How to use Application Inspector

English | ν•œκΈ€

Application Inspector

1. Introduction

Application inspector provides an aggregate view of all the agent's resource data (cpu, memory, tps, datasource connection count, etc) registered under the same application name. A separate view is provided for the application inspector with stat charts similar to the agent inspector.

To access application inspector, click on the application inspector menu on the left side of the screen.

  • 1 : application inspector menu, 2 : application stat data

The Heap Usage chart above for example, shows the average(Avg), smallest(Min), greatest(Max) heap usage of the agents registered under the same application name along with the id of the agent that had the smallest/greatest heap usage at a certain point in time. The application inspector also provides other statistics found in the agent inspector in a similar fashion.
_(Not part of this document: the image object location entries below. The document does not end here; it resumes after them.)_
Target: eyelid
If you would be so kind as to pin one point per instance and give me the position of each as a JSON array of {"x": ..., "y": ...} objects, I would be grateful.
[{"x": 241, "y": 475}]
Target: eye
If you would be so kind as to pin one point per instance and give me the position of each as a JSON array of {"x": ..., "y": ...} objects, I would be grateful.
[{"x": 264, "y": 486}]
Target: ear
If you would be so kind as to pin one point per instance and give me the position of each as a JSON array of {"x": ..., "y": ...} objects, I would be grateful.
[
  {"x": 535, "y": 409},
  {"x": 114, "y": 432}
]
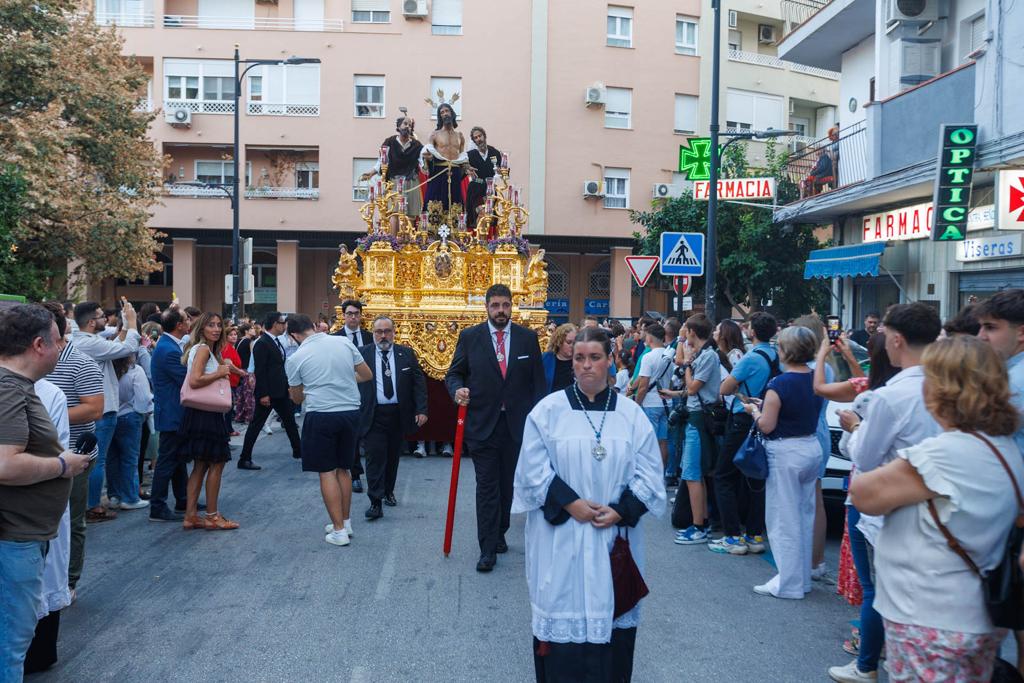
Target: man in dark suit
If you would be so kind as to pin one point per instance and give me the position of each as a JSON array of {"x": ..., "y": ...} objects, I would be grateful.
[
  {"x": 351, "y": 309},
  {"x": 484, "y": 161},
  {"x": 271, "y": 390},
  {"x": 393, "y": 404},
  {"x": 498, "y": 364}
]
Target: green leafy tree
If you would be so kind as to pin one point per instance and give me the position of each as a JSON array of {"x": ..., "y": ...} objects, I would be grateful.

Application inspector requires flink and zookeeper. Please read on for more detail.

2. Architecture

A. Run a streaming job on flink. B. The taskmanager server is registered to zookeeper as a data node once the job starts. C. The Collector obtains the flink server info from zookeeper to create a tcp connection with it and starts sending agent data. D. The flink server aggregates data sent by the Collector and stores them into hbase.

3. Configuration

In order to enable application inspector, you will need to do the following and run Pinpoint.

A. Create ApplicationStatAggre table (refer to create table script), which stores application stat data.

B. Configure zookeeper address in Pinpoint-flink.properties which will be used to store flink's taskmanager server information.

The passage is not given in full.